Rafsanjani (à direita) e islamitas como ele amam verdadeiramente a morte e dizem isso abertamente há décadas a qualquer pessoa disposta a ouvir. (foto) Ali Akbar Hashemi Rafsanjani em Teerã em 1997

Vale a pena verificar essa disparidade. Isto revela algo sobre a lógica dos crimes de guerra que os seus proponentes raramente reconhecem. É aplicado selectivamente e a selecção segue um critério político e não moral ou jurídico.

Um lado deste conflito valoriza a vida. Outros celebram a morte. Onde outros estados empregam soldados, a República Islâmica produz mártires. A sua teologia afirma que a morte é uma recompensa pela revolução. Não há tristeza nesse acerto de contas, apenas glória. A sua liderança declarou publicamente que a destruição de Israel e a humilhação da América são objectivos inegociáveis. A constituição revolucionária consagrou estes objectivos.

Quando os Estados Unidos destruíram uma instalação de enriquecimento de urânio iraniana, uma questão mais honesta é: o que o impediu? Um Irão com armas nucleares, enviando uma arma directamente ou por procuração para onde esta pudesse causar maiores danos constituiria uma atrocidade de uma ordem completamente diferente. O cálculo do risco deve incluir o que pode não acontecer. Essa futura atrocidade, que foi ocultada, nunca aparece na acusação. E, no entanto, diz-se ao Ocidente que lute com uma mão nas costas, para que não se assemelhe ao poder que enfrenta.

Mas nada disto permite a violência indiscriminada. Os ocidentais não deveriam se opor a ele. Atingir deliberadamente civis é errado e nenhum objectivo militar justifica o assassinato deliberado. Um risco calculado de baixas civis ao atacar alvos militares legítimos é um acto fundamentalmente diferente do genocídio deliberado. A lei estabelece claramente esta distinção. Os especialistas jurídicos sabem. Os comentadores que utilizam os crimes de guerra como artifício retórico também sabem disso, e é por isso que se esforçam tanto para o ocultar.

Em setembro de 2022, matou Mahsa Amini em um centro de detenção e, em seguida, matou mulheres e homens jovens que marcharam em seu nome (Imagem: manifestação de iranianos-americanos em frente à Casa Branca em 2022)

Em setembro de 2022, matou Mahsa Amini em um centro de detenção e, em seguida, matou mulheres e homens jovens que marcharam em seu nome (Imagem: manifestação de iranianos-americanos em frente à Casa Branca em 2022)
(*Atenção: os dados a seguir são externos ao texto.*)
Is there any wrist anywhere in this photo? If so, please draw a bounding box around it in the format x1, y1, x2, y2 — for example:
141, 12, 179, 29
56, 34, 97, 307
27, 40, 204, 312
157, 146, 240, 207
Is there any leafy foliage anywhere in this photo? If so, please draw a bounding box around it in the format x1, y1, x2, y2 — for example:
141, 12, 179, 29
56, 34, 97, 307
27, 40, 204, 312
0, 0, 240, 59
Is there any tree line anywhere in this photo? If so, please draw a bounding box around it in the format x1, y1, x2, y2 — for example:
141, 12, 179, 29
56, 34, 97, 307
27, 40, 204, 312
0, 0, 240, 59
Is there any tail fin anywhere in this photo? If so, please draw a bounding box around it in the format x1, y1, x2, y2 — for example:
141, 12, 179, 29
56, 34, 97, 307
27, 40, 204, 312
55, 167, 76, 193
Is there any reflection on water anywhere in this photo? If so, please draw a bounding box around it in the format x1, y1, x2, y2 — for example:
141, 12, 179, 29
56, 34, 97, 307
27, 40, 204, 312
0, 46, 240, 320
O histórico do comportamento americano merece um lugar neste argumento. Os pilotos foram resgatados a um custo considerável. Os ataques são planeados, verificados e duplamente verificados. Bilhões de dólares são investidos em armas destinadas a limitar as baixas civis. Tomados em conjunto, representam uma força militar de facto limitada pela lei, que a separa das forças que enfrenta. Os críticos que ignoram isto são ignorantes ou argumentam de má-fé.

Ambos os fracassos têm consequências, uma vez que o conflito vai além do Irão. A China está observando com atenção e paciência. Pequim passou anos a alinhar os adversários americanos, reforçando o seu domínio sobre os aliados de Washington através da dependência económica e da coerção política. O que parece ser um conflito regional é um elemento de um projecto muito mais amplo que atravessa Teerão, Pyongyang e Moscovo.

A capacidade dos Estados Unidos de projectar um poder credível e sustentável contra um regime hostil vai além do Médio Oriente. Assim como a sua ausência.

Se cada ataque, cada pacote de sanções, cada mobilização militar puder ser neutralizado por um coro de condenação, então o regime consegue através do descontentamento o que nunca conseguiria através da força. O próprio vocabulário do Ocidente torna-se o seu meio de derrota.

O Ocidente deveria manter os seus princípios, mas os princípios não significam nada se aplicados selectivamente. Eles exigem um apelo que seja compatível com ambos os lados, e esse lado não lhes mostrou nada além de desprezo. É uma guerra entre uma civilização que considera a vida sagrada e outra que fez do seu sacrifício uma religião. Vale a pena defender essa distinção.